Yerevan and Baku Announce Agreement on Peace Treaty Draft as Pashinyan Signals More Concessions

Horizon Weekly Newspaper

Pashinyan Discusses Road through Syunik, New Constitution and End to EU Mission in Armenia, While Aliyev Says ‘Level of Trust in Armenia is Close to Zero’

“The Peace Treaty is ready to be signed,” an Armenian Foreign Ministry statement on Thursday said in announcing that Yerevan has accepted Baku’s latest proposals regarding the remaining contentious points of the text of a peace treaty between Armenia and Azerbaijan.

“The Republic of Armenia is ready to begin consultations with the Republic of Azerbaijan on the dates and venue of signing the treaty,” the Armenian foreign ministry said.

Foreign Minister Jeyhun Bayramov of Azerbaijan announced earlier on Thursday that the two sides had agreed to the remaining two outstanding articles of the draft treaty, adding that Armenia must now change its constitution.

“The process of negotiations on the text of the peace agreement between Azerbaijan and Armenia has already been completed,” Bayramov told journalists on Thursday as reported by state-run news agencies.

“The work on the text has been completed,” he said. “At the next stage, territorial claims against Azerbaijan should be removed from the constitution of Armenia. In addition, the Minsk Group and its remnants should be abolished.”

Armenia’s Foreign Ministry received Baku’s latest proposals late last month. Based on statements made by Bayramov and other Azerbaijani officials since then, it could be inferred that Baku continued to reaffirm its demands for the two countries to withdraw international lawsuits filed against each other and ban the presence of third-party monitors or troops on the Armenian-Azerbaijani border.

The issue of amendments to Armenia’s Constitution was spearheaded by President Ilham Aliyev of Azerbaijan, whose repeated threats and insistences have become regular talking points for high-level Azerbaijani officials.

Another issue continuously hammered by Aliyev and his regime is the creation of a so-called land “corridor” through Armenia linking Azerbaijan with Nakhichevan.

Prime Minister Nikol Pashinyan spoke to reporters on Thursday soon after the foreign ministry statement was made public, and explained his position on some of the aspects of Yerevan’s posturing, which was considered by opposition forces as a “direct admission” that the prime minister was formulating policy “at the behest of an external party.”

“The external actors making such a demand are Turkey and Azerbaijan,” Kristine Vardanyan, a member of the opposition Hayastan bloc, said.

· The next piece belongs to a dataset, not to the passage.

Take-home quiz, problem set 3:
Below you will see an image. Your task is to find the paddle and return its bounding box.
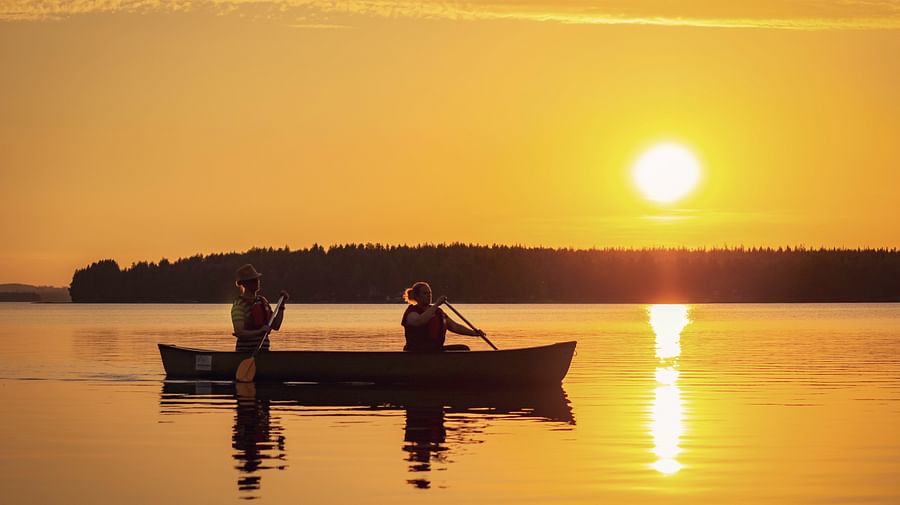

Pashinyan told reporters on Thursday that his government intends to provide a road through Armenia to Azerbaijan, while rejecting the notion of a so-called “corridor.”

“How we will give the road is fixed and formulated in detail in the last article. We are waiting for an official response from Azerbaijan, and when we get that response to our proposal, we will be ready to implement our proposal in the next second,” Pashinyan said without elaborating on the specifics.

He added, however, that Armenia’s approach is “the ‘Crossroads of Peace’ project, and we are ready to implement everything that fits into this project.”

On the matter of the European Union Mission in Armenia, Pashinyan said that Yerevan has agreed that “sides will not deploy third party forces along the common border after the peace agreement enters into force.”

Earlier Pashinyan had said that Armenia would agree to the withdrawal of such missions only from the demarcated territories.

As Yerevan was making these announcements and Pashinyan was telling reporters about his government’s plans to make policy changes based on the peace treaty, Aliyev was telling a forum in Baku that “the level of trust in Armenia is close to zero.”

“We do not trust any of their words. Because these are not people we can trust, including today’s government,” Aliyev said during a speech at a so-called Global Forum in Baku.

Meanwhile, he called the EU monitoring mission in Armenia a “reconnaissance mission.”

“The so-called European monitoring mission, which is actually a reconnaissance mission of the European Union, is spying day and night on our border, looking just for places where they can penetrate. We have enough intelligence information on this so-called monitoring mission,” Aliyev emphasized.

On the issue of the constitution, Pashinyan had said on Wednesday that the new constitution sought by him “may have a regional significance as well” and insisted that it was not put forth at Azerbaijan’s behest.

Pashinyan was asked by reporters about why Yerevan had changed its position articulated as recently as last week.

The prime minister explained that the positions were not changed, but rather, “we changed our perception as a result of analyzing the text.”

“We had a discussion in the Security Council and we came to the conclusion that the process of exchanging these proposals on the text [of the treaty] had already exhausted itself and we moved to the next stage by analyzing the text of the peace agreement as a whole. As a result of this analysis, we came to the conclusion that we can consider that this compromise text, formed as a result of four years of negotiations, can be acceptable to Armenia,” Pashinyan explained.